Here is an example of a poorly commented message:

msgid "%s returned %s after %s"

Your guess is as good as mine as to what each of those contain. Yes the previous and next string might help to determine what it means. But we want it translated so lets help the localiser.

A better implmenetation would have the following:

# %s - a URL
# %s - the error message
# %s - time as HH:MM:SS since the command was executed
msgid "%s returned %s after %s"

This explains exactly what each variable will contain.

Allowing reordering

English speakers assume that language order will not change. In many languages the order of sentences will be different from that of English. Many systems allow for variables to be reoordered. Please ensure that your variables can be reordered.

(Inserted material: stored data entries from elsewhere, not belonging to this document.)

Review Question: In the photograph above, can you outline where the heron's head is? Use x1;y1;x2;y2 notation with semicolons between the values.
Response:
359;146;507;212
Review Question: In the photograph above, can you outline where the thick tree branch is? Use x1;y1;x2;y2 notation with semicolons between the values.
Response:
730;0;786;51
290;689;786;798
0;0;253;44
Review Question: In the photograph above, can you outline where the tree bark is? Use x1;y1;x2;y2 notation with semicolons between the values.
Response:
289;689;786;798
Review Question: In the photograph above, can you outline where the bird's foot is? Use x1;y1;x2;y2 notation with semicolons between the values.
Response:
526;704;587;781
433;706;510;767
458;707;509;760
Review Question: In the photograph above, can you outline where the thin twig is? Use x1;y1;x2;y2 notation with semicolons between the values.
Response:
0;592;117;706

A fictitious translation of the above examples may appear like this:

msgid "%s returned %s after %s"
msgstr "Returning %2s was %1s after %3s"

As you can see by allowing reordering the translator can convery the message in the structure of their language.

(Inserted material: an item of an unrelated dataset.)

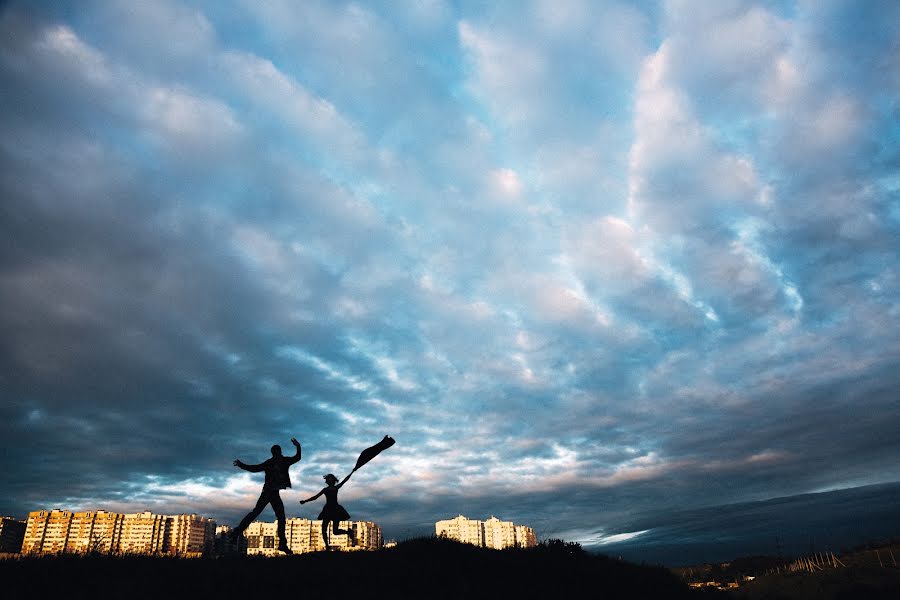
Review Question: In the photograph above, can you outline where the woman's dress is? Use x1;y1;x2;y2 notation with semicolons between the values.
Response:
317;486;350;521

Check with the implementation of Gettext (or other localisation framework) on how to allow for reordering.

0 or O (zero or oh)

Don’t confuse translators, choose numbers or letters that cannot be confused with other letter or numbers. In there is a section that has a variables %O (% oh) which almost all translators translate as %0 (% zero) as that is the more logical option for them, they’re used to %1, %2, etc. If they do not have a font that makes it clear that this is a letter then they won’t see it and they break the translation.